On the Sabbath falling in the middle of the week of Sukkot, Jews read the Bible's book of Ecclesiastes. Why now? Because the book's realistic assessment of the futility of our mundane cares and obsessions in the long perspective--"What profit does man have for all his labor which he toils beneath the sun?" (1:3)--represents a wisdom assimilated only after death. The whole book reads as if the author were looking back on his life on earth from the viewpoint of the next life.

It's sometimes said that the author of Ecclesiastes, traditionally identified as King Solomon, is a cynic, but that's not so. On the contrary, his idealism is simply of the kind that places in a more proper perspective the worries and enthusiasms that occupy us during this life. In his own time, he recalls, "I acted in grand style: I built myself houses, I planted vineyards; I made myself gardens and orchards and planted in them every kind of fruit tree;.I bought slaves--male and female--and I acquired stewards; I also owned more possessions, both cattle and sheep, than all of my predecessors in Jerusalem." (2:4-7). And so on and on, but looking back he sees "it was clear that it was all futile and a vexation of the spirit-and there is no real profit under the sun" (2:11).

The only "profit" he does find is in eternal things, things you can take with you when you die: "The sum of the matter, when all has been considered: Fear God and keep his commandments, for that is a man's whole duty. For God will judge every deed-even everything hidden-whether good or evil" (11:13-14). He warns us, as if from personal experience, that God will judge our deeds when we die.

In secular academic literature, Sukkot is dismissed as a harvest festival, irrelevant to modern folk who get our produce at the supermarket and who only barely register the coming of the reaping season. True, the festival week falls at the height of that season, but that's only fitting. While Sukkot draws attention to the eternal life, as we've seen, it also directs Jews to contemplate that the afterlife makes distinctions among categories of people. This becomes evident when you consider what the farmer actually does when he harvests: he is reaping the rewards of what, earlier, he had sown. Having sown goodness in their lives, virtuous folks will go on to the reward of their moral harvest; the wicked will go on theirs.

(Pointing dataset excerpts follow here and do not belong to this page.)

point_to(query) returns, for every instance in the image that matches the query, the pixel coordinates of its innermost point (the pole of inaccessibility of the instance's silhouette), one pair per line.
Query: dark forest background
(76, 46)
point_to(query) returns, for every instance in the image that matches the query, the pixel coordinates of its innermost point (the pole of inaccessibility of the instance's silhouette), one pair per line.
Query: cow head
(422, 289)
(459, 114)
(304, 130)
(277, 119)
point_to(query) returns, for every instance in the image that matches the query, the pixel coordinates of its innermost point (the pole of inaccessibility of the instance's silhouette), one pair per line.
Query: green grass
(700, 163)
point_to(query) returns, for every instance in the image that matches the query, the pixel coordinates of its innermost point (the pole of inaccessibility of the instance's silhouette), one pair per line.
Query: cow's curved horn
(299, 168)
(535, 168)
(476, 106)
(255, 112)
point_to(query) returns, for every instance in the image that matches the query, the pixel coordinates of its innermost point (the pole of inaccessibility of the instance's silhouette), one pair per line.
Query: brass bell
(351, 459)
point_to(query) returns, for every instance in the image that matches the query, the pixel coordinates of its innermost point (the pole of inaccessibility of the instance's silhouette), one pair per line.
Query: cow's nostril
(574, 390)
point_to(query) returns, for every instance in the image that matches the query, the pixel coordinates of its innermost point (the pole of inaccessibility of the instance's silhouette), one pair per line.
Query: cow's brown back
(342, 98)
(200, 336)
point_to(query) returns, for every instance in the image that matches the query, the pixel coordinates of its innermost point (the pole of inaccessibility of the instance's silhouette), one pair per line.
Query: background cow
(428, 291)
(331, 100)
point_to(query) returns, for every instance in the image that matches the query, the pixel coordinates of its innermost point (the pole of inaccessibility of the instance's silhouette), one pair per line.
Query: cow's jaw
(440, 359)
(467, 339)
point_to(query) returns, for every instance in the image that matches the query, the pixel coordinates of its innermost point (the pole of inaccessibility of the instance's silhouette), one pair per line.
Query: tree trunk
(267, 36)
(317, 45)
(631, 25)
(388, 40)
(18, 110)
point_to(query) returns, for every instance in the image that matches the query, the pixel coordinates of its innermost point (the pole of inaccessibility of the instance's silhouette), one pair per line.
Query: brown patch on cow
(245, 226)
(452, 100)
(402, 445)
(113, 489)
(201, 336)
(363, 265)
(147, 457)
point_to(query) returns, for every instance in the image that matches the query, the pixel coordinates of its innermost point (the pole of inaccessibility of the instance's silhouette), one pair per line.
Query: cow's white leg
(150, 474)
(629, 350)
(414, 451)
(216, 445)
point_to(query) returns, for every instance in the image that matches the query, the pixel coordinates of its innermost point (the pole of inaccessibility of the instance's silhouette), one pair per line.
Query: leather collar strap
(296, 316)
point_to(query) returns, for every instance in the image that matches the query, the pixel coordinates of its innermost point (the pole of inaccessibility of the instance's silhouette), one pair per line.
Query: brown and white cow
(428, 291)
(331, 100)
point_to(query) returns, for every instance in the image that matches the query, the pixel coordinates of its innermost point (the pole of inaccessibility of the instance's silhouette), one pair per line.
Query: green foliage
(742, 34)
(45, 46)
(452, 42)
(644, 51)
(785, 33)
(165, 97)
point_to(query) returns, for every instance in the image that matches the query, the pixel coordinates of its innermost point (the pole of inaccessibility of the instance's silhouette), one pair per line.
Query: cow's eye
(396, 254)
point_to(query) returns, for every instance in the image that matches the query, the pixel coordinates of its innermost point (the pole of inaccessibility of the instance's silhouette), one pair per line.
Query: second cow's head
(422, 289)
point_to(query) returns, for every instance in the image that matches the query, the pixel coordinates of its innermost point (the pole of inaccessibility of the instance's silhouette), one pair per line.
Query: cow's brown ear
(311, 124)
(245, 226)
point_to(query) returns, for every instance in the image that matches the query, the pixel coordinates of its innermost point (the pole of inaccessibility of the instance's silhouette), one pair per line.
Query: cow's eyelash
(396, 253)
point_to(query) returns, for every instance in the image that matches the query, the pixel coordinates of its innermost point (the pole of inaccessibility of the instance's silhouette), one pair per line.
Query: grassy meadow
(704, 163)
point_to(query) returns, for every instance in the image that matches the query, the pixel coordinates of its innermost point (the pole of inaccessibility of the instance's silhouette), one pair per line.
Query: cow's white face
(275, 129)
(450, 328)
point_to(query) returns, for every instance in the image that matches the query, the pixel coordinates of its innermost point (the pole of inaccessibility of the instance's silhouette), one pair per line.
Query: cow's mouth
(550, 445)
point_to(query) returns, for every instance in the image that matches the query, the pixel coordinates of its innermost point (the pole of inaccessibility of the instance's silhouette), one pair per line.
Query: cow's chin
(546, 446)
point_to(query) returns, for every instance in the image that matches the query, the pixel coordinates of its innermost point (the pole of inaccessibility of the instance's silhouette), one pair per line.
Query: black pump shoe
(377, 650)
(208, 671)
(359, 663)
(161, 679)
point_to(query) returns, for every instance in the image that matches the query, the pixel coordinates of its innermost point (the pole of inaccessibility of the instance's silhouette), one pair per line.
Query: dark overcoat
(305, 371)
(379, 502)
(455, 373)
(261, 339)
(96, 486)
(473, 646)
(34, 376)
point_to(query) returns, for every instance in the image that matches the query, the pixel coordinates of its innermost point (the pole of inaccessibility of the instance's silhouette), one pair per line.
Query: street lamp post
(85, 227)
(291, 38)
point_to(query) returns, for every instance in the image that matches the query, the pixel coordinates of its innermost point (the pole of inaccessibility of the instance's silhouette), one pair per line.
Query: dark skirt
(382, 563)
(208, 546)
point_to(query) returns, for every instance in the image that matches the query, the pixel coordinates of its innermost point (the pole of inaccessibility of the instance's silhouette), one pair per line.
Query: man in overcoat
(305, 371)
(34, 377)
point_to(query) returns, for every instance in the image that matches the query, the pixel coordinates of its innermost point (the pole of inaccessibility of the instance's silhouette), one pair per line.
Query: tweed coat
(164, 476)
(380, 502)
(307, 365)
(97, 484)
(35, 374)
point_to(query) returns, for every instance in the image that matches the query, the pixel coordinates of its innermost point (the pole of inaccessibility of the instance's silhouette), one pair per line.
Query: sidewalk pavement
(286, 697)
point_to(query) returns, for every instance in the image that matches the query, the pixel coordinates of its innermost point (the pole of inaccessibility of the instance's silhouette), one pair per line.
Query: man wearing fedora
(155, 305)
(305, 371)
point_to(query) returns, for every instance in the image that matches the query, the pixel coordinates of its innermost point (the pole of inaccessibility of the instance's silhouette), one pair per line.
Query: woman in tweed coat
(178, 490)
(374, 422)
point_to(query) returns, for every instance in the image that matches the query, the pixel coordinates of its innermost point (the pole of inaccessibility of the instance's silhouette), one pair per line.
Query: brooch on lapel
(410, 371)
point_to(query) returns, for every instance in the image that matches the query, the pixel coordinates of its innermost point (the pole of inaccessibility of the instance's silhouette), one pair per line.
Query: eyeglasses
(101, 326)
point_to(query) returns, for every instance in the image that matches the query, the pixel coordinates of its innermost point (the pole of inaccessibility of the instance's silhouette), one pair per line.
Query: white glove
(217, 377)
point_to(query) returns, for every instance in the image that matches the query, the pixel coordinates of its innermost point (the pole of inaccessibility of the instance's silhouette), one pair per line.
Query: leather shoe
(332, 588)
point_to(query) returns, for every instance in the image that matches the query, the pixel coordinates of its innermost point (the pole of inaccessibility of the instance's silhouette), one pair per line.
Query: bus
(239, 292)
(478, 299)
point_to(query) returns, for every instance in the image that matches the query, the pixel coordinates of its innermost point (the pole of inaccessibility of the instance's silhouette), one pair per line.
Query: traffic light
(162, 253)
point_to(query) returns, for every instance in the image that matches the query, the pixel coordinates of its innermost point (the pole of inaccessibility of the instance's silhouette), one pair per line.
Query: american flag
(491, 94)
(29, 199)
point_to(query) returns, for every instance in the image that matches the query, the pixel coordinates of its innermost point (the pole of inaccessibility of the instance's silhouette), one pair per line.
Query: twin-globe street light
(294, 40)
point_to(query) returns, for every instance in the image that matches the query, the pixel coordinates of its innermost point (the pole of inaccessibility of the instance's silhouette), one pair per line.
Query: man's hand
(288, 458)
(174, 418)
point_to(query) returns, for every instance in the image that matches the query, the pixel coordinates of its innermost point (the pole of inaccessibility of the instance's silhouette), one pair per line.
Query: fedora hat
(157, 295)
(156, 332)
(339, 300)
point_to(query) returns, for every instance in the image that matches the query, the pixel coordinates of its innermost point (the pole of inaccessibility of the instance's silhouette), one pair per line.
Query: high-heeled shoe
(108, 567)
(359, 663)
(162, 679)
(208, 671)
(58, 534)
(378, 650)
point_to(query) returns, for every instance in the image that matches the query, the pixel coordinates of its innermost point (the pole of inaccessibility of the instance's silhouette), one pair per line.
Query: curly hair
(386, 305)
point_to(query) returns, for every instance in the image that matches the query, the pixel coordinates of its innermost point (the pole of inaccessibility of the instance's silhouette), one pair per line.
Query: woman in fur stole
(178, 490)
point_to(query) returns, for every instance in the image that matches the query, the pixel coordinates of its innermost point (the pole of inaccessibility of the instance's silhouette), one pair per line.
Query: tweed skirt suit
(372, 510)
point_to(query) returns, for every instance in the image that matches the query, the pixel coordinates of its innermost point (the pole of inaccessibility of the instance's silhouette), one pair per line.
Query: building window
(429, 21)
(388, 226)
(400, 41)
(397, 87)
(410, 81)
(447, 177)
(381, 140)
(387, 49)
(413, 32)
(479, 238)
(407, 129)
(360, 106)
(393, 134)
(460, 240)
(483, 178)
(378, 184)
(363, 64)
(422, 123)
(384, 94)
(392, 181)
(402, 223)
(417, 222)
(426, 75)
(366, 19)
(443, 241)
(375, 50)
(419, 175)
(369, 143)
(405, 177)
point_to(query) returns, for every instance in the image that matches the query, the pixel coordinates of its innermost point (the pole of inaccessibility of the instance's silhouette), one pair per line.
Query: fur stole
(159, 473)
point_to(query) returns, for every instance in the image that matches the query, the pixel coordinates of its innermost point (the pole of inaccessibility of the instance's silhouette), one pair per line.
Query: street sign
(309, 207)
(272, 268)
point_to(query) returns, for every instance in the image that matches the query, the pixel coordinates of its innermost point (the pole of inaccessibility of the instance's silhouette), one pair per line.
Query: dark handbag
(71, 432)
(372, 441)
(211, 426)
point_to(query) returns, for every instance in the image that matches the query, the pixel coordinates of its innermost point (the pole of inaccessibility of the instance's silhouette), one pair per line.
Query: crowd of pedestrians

To advocates of secularism, the notion that in the end we cheat death seems absurd. But that unfashionable idea forms the theme not only of Sukkot but, really, of the whole Jewish festival season. It's the context that makes sense of the holidays, which fall as they do, in the order they do, for a good reason. Rediscovering Sukkot is the first step toward recovering a truth many of us have forgotten. Death is not just an end, but also a beginning.